David is revered as one of the major forces for developing the Grissom-Sara relationship for the show CSI. Fans of this relationship research episodes weeks in advance to find out if David wrote them.
David is a member of the Dramatists Guild, ASCAP, and Writers Guild of America, West.
David lives in Los Angeles with partner Theodore Heyck, a lawyer.
The premiere of The Ice Breaker, a two-character play exploring the relationship between a reclusive climate scientist and an admiring assistant, occurred simultaneously at Magic Theatre in San Francisco, Phoenix Theatre in Indianapolis and the New Rep in Cambridge in early 2007.
David was commissioned by the Geffen Playhouse to write a new book for its highly successful revival of the Alan Jay Lerner and Frederick Loewe musical Paint Your Wagon.
David's one-woman play based on the life and letters of Ann Landers, The Lady With All the Answers, opened at the Old Globe in San Diego in August 2005.
David first experience in writing for television was the episode "Butterflied" for the show CSI. It was the highest rated TV program of the week.
David completed his play God's Man In Texas in February of 1998, in a cabin in mountain resort town of Lake Arrowhead.
On Dr. Lurie's (from CSI's episode "Butterflied") possible return: I have to believe that Lurie will kill again, and should that happen, I'd love for it to be in Las Vegas where Gil Grissom and his team could nail him.
The CSI character that David was most hesitant to write was Greg Sanders because he "...had doubts about understanding his world, and getting his language and point of view right."
David Rambo is extremely courteously with fans, taking the time to answer e-mails personally.

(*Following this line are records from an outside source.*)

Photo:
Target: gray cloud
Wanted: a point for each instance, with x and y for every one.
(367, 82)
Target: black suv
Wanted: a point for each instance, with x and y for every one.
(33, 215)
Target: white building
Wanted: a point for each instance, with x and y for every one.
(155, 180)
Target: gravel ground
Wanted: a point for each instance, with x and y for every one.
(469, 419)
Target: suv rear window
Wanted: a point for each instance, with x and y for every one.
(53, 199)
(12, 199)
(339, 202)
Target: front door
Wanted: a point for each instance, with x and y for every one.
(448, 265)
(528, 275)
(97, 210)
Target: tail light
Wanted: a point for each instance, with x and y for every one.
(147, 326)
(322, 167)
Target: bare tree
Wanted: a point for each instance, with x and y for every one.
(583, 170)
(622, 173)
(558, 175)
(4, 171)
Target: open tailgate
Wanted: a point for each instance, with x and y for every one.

David Rambo: I like plays that draw you in in oblique ways—plays which are a tapestry of events, people, motivations, incidents, and settings. I love the kind of complexity that sneaks up on you, and that is what I try to achieve in my work.
David Rambo: Part of the enduring appeal of Sunset Boulevard and other movies about movies is that they speak to those times when each of us feels like an outsider. The outrageousness and improbability of both the movies and the people who make them are a metaphor for the post-war world set on its head, where reality is myth, and myth, reality.
David Rambo: (On the movie Sunset Boulevard) A high point of my first months in Los Angeles was catching a big-screen showing of the film in the fraying, dozy Vagabond Theatre.
David: (On adapting All About Eve for the stage) The lives of each of us in the room – actors, producers, director, assistants – intersected at that moment because we love the theatre. All About Eve was part of our mythology, our inspiration. And as the words left the pages and burst into the air we shared that afternoon, something entirely familiar, yet excitingly new, took form.
David: It's great having a swell job in TV and seeing my plays produced in the theater.
David: (on the relationship between "CSI"'s Gil Grissom and Sara Sidle) I think Grissom's yearning for Sara is real – but the job, and his self-doubts always get in the way. Most crimes are committed between people who already have a close relationship. It would be impossible to spend every day investigating those relationships and not think about your own. I try to depict this obliquely, rather than head-on, which I think is more interesting and involving for the viewer.
David: (on the possibility of some character development of "CSI" character Sara Sidle) I'd love to see her mother today, years after her crime and court-ordered treatment. I do think Sara and her mother must be close – twin survivors of a nightmare, but I doubt if they ever talk about the killing of Sara's father.
On writing plays and writing for CSI: That's a pretty time-consuming job. I love that show, but I also love the theater, which is why I write plays. If I didn't love it, I wouldn't do it.
On CSI's studio move from Santa Clarita to Universal City: [The Universal Studios lot] is a great place to throw ideas around. We call it the 'murder factory.